Quoting Tom Lane <tgl@sss.pgh.pa.us>:
> Mischa Sandberg <mischa_sandberg@telus.net> writes:
> > Quoting Tom Lane <tgl@sss.pgh.pa.us>:
> >> I'd bet that the pg_ctl status part is failing. I get exit status
> 1
> >> from it if there's no server running.
>
> > Yes, that was part of the problem with the original startup
> script;
> > postmaster hadn't even gotten as far as writing postmaster.pid,
> > I guess. But pg_ctl status returning 1 could also mean that that
> the
> > server had come up, hit a critical problem and exited.

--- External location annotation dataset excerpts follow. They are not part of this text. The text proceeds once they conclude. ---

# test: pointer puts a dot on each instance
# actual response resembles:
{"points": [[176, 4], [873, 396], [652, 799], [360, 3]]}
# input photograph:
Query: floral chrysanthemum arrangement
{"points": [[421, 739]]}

Hence my
> problem;
> > this has to detect server failure, reliably, as well.
>
> You could sleep for a second or so *before* you start looking for
> the
> pidfile.
The systems are under erratic load, due to concurrent
cpu and diskio spikes around start-up time.
1-2 secs is not enough to be a guarantee :-(
Probably not explaining the issues well;
caught between two constraints that aren't really pg's problem;
and wide clusters with automated admin, variable hardware
and spikes of db restarts are no doubt an oddball edge case.
There are workarounds; was hoping for something
clean and obvious (to all but me).
Switching back to tailing the log files and moving on.
Thanks everyone.
--
Engineers think that equations approximate reality.
Physicists think that reality approximates the equations.
Mathematicians never make the connection.